Lewis Huitema enjoyed playing in the mud at the Ayr Creek lagoon last Thursday. mm073918

By Matt Male

NEITHER the Bass Coast Shire Council nor the consultants paid thousands of dollars to investigate it know how to stop the odour during summer at the Ayr Creek lagoon.
It follows a five-month investigation into the issue, and a subsequent report which has been trashed by councillors.
It had no “real” final solution, according to one councillor.
As summer inches closer, the council has set officers and consultants a timeframe of two months to find a solution to the odour.
Cr Julian Brown, at a council meeting last week, pushed to find out what nutrients were causing the smell and suggested ways to stop it.

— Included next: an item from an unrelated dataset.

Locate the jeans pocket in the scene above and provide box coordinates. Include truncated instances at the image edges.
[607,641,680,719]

He called for water testing, a Fluker Post (records changes to the lagoon over time), and to remove the algal mats (algae which sits on rocks and the water) at a maximum of once per year.
But only the Mayor, Cr Pamela Rothfield supported him.
He admitted it’s not a problem at this time of year, but during summer; there’s a lot of algae.
A community workshop earlier this year, he said, saw many people with differing views about where the nutrients were coming from.
“Some people were saying it’s coming from agricultural properties… others saying the residences beside the creek and others were saying ‘No, it comes from the ocean’.
“I thought the bulk of the nutrients are coming in from the ocean, but I don’t have any evidence of that.”
He said the water monitoring would gather data about what kind of nutrients are entering the lagoon and which end they’re coming from.
“It’s clear we don’t have that data at the moment.”
The most practical one was physically removing the algal mats when it builds up over summer, he said.
That’s estimated to cost around $27,000 as a once-off. Volunteer environmental groups could help too, Cr Brown said.
Artificially opening the lagoon was too expensive and not long-lasting, he added.
His colleagues argued it was a natural process.
Cr Kent said if it was 10km away from the closest house, it wouldn’t be an issue. He also had concerns about the cost of removing the algae.
Cr Stephen Fullarton said it was only an issue “when people are here”.
“There’s no money in the budget to fix this recurring theme,” the Island ward councillor said.
“The removal of the mats seems to be an issue so maybe the visitors could all take a bit home.”
After his colleagues spoke, Cr Brown reiterated he was just trying to get something practical done.
Cr Les Larke said there was no real solution in the report, despite summer fast approaching.
He wanted the onus put back on the consultant, and successfully moved a motion for a report to be presented at council’s November meeting on resolving the odour issue.